From paradigm to environment: The foreign rhythm and punctual catalysis of culture
Lotman and Barthes created two different critically oriented semiotic traditions. Both of them wen t through an evolution in their thought, moving from systematic organization to living transformations in cultural systems. This allowed them to carry out a bilateral critique of codes and identities in favour of either anonymous hybridity (Lotman) or neutrality (Barthes), where heterogeneity becomes a principle of creative “disorder”. Though quite different as regards their theoretical production, both scholars meet in their refusal to turn descriptive practices (studium) into a model of any other form of behaviour, considering that the determination of textual or institutional perimetres is not always clear. In short, Barthes and Lotman anticipated current research trends on the semiotics of practices; Barthes because of a sort of self-reflexion on the behaviour of the interpreter in front of an object, and Lotman through his analytic interest in attitudes and ways of living.
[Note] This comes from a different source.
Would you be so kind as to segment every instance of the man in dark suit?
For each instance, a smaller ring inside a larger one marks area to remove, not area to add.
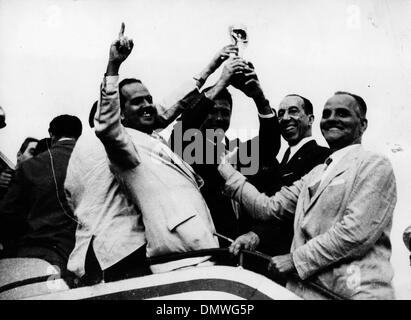
[[[281,186],[292,185],[315,166],[323,163],[330,154],[328,148],[319,146],[311,136],[313,121],[313,105],[307,98],[290,94],[281,101],[278,122],[281,135],[288,142],[289,147],[280,163],[280,181],[276,183],[275,191],[278,191]],[[275,224],[264,222],[238,237],[230,250],[235,254],[241,248],[258,249],[270,255],[284,254],[289,252],[292,238],[291,220]]]
[[[204,79],[201,83],[203,82]],[[231,94],[227,90],[229,85],[250,97],[257,108],[259,134],[247,141],[229,141],[225,136],[230,126],[233,105]],[[203,90],[201,95],[203,98],[187,110],[174,127],[170,142],[174,152],[180,154],[203,178],[204,185],[200,191],[210,209],[216,231],[235,238],[243,230],[247,230],[244,226],[248,228],[250,222],[248,216],[246,220],[240,219],[241,207],[222,194],[224,180],[217,171],[221,153],[238,147],[237,168],[261,192],[268,192],[267,188],[272,188],[269,181],[276,180],[278,176],[279,164],[275,157],[280,149],[280,129],[275,111],[265,98],[253,65],[239,57],[229,58],[216,84]],[[190,129],[194,129],[192,135],[188,135]],[[182,139],[183,136],[189,136],[190,139]],[[199,140],[201,142],[197,143]],[[182,144],[180,150],[176,148],[177,144]],[[200,146],[193,148],[194,152],[200,151],[200,155],[187,152],[193,144]],[[193,158],[188,159],[190,156]],[[272,167],[276,170],[272,170]],[[220,243],[222,246],[229,245],[224,239],[220,239]]]
[[[0,203],[3,257],[38,258],[66,269],[76,221],[66,204],[64,180],[81,121],[61,115],[50,122],[51,148],[21,163]],[[13,270],[11,270],[13,272]]]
Barthes’s view on writing essentially reaches Lotman’s conception of culture as a “collective person”: we are looking for traces of breathing in the life of signs. More precisely, we can assert that, in the view of both scholars, inscribing speech events in history problematizes the dynamic and asynchronous relation between the structural frame of a culture and its textual heritage. The rhythm of fashion is not a side topic in their research, but, rather, it is the clearest exemplification of a dialectic between structural projection from the outside and local introjection of forms, depending on the conditions that make a difference.